Le miracle du pardon

 

Par Joseph Walker

 

 

― Joe ? C’est toi ?

Je détournai mon attention du match de baseball pour la porter sur la femme qui m’interpellait : son visage m’était familier…

― Marci ? fis-je.

― Oui, c’est bien toi ! s’exclama-t-elle avec un grand sourire. Ça alors ! ça me fait plaisir de te revoir !

 

Ça me faisait plaisir à moi aussi. De temps à autre, au cours des années passées, il m’était arrivé de penser à elle et de me demander ce qu’elle devenait. Un ami commun m’avait mentionné qu’elle avait traversé des moments difficiles, et je m’étais dit que j’aimerais bien la retrouver. Néanmoins, le fait de tomber sur elle à l’occasion de cet événement sportif était pour le moins inattendu.

 

Nous avons passé quelques minutes à nous raconter notre vie : les enfants et petits enfants, les conjoints, les maisons, les études, les loisirs, etc. N’est-il pas étrange qu’on puisse résumer 32 années de vie en aussi peu de mots ? Nous sommes passés aux questions rituelles : « As-tu revu untel ? » ou « Au fait, sais-tu que… » et nous nous sommes rappelé les bons vieux jours, ainsi que les moins bons…

Puis Marci se fit silencieuse quelques instants, en regardant dans la direction des badauds qui se pressaient autour de la buvette.

― Tu sais, Joe, reprit-elle, j’ai toujours voulu te le dire… Tu sais… je regrette…, je regrette beaucoup la façon dont je t’ai traité.

Je me sentis un brin mal à l’aise. Quand on s’est fait plaquer, on n’aime pas trop raviver ce genre de souvenir…

― C’est OK. Y a pas vraiment de problème, répondis-je, en me disant qu’au moins à présent, il n’y en avait plus.

― Mais j’ai été stupide, poursuivit-elle.

Oui, tu l’as été, pensai-je, mais je me contentai de lui dire :

― Nous étions jeunes, l’un et l’autre.

― Je sais, repartit-elle.
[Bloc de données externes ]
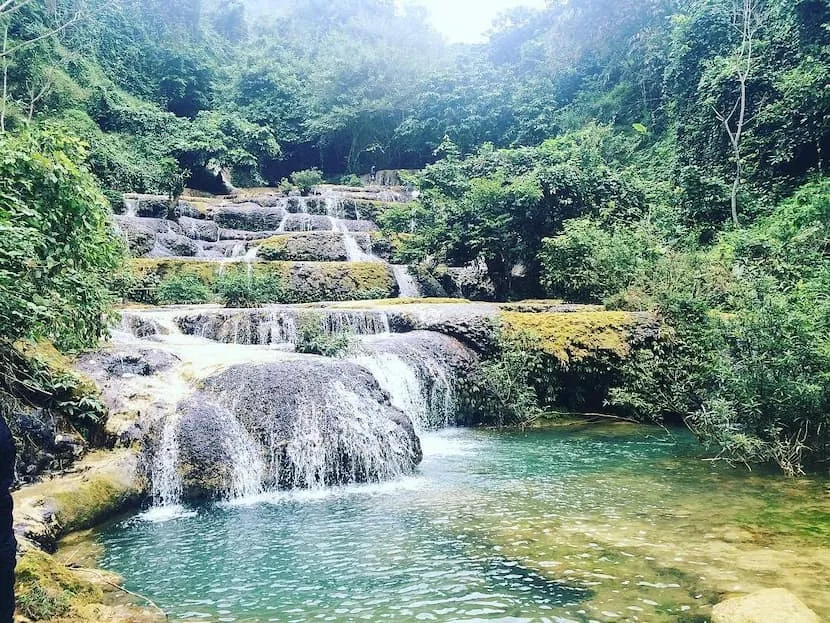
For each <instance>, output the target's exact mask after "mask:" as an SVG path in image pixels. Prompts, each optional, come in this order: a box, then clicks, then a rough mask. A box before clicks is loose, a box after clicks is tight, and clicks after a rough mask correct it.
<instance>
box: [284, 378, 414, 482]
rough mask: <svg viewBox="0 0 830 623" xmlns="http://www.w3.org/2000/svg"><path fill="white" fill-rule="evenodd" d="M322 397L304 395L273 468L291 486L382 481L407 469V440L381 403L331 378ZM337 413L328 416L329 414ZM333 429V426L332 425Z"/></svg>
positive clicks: (402, 430) (400, 430) (402, 431)
mask: <svg viewBox="0 0 830 623" xmlns="http://www.w3.org/2000/svg"><path fill="white" fill-rule="evenodd" d="M321 398H322V400H320V399H314V398H312V397H310V396H302V397H301V398H300V400H299V403H298V410H297V419H296V420H295V422H294V426H293V431H292V435H291V440H290V441H289V442H288V443H287V444H286V446H285V456H284V458H283V460H282V462H281V463H280V464H279V465H278V466H276V469H275V471H274V472H273V473H272V479H273V480H274V481H275V482H282V483H284V484H287V485H288V487H289V488H303V489H319V488H322V487H327V486H330V485H331V484H332V483H335V482H336V483H345V484H348V483H355V482H363V481H367V480H368V481H377V482H380V481H385V480H391V479H394V478H399V477H401V476H403V475H405V474H408V473H410V472H411V458H410V453H411V448H410V440H409V438H408V436H407V434H406V432H405V431H404V430H403V429H402V428H401V427H400V426H399V425H398V424H396V423H395V422H393V421H392V420H390V419H389V418H388V416H387V414H386V413H385V412H384V411H383V409H382V408H380V406H379V405H377V404H376V403H372V402H367V401H366V400H365V399H363V398H361V397H360V396H358V395H357V394H355V393H354V392H352V391H350V390H349V389H347V388H346V387H345V386H344V385H343V384H342V383H339V382H334V383H332V384H331V386H330V387H328V388H326V390H325V391H324V392H323V396H322V397H321ZM333 411H336V412H337V413H338V414H339V417H338V418H336V419H334V420H332V418H331V413H332V412H333ZM332 429H334V430H332Z"/></svg>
Mais ce n’est pas une raison pour…

Après un moment d’hésitation, elle ajouta :

― Ça m’a toujours dérangée de me rappeler à quel point j’ai été méchante envers toi. Et j’ai toujours voulu te dire que je regrettais... Eh bien voilà… je regrette.

Le sourire qui illuminait son visage était sincère et chaleureux. Et dans ses yeux, il y avait quelque chose -- comme un immense soulagement -- qui faisait fondre en moi tous les vestiges de la froide rancœur qui s’était accumulée au fil des ans, depuis qu’elle avait joué avec mon cœur.

― OK, fis-je. J’accepte tes excuses !

 

Gagné par la magie de ce moment si doux, je la serrai quelques secondes dans mes bras. Juste à ce moment-là, la foule fit éclater un tonnerre d’applaudissements, et, l’un comme l’autre, nous nous laissâmes reprendre par le jeu. Lorsqu’un peu plus tard, je la cherchai du regard, elle avait disparu. Mais dans mon cœur demeurait la merveilleuse et chaleureuse sensation causée par notre brève conversation, et, jusqu’à ce jour, j’éprouve la même émotion chaque fois que j’y repense.

 

Nous traînons tous avec nous des souvenirs qui nous font souffrir, qui nous mettent mal à l’aise, de choses que nous avons faites ou négligé de faire, de paroles que nous avons prononcées ou que nous aurions dû prononcer. Et nous portons tous des blessures ― parfois légères, parfois plus graves ― que les autres nous ont infligées. Même des années plus tard, le baume guérisseur du pardon a le pouvoir de soulager notre conscience troublée, et d’apporter la paix à notre âme blessée,

 

Bien sûr, il ne suffit pas de dire « je regrette », ou « je te pardonne ». Assurément, ces paroles sont douées d’un grand pouvoir, mais pas dans la bouche de ceux qui ne sont pas sincères, de ceux qui cherchent à contrôler, à exploiter ou à manipuler.

 

Toutefois, lorsque ces paroles sont profondément senties, et qu’elles sont exprimées avec sincérité, elles peuvent ouvrir la porte aux miracles du cœur et de l’âme : les miracles du pardon.

 

Même au beau milieu d’un match de baseball.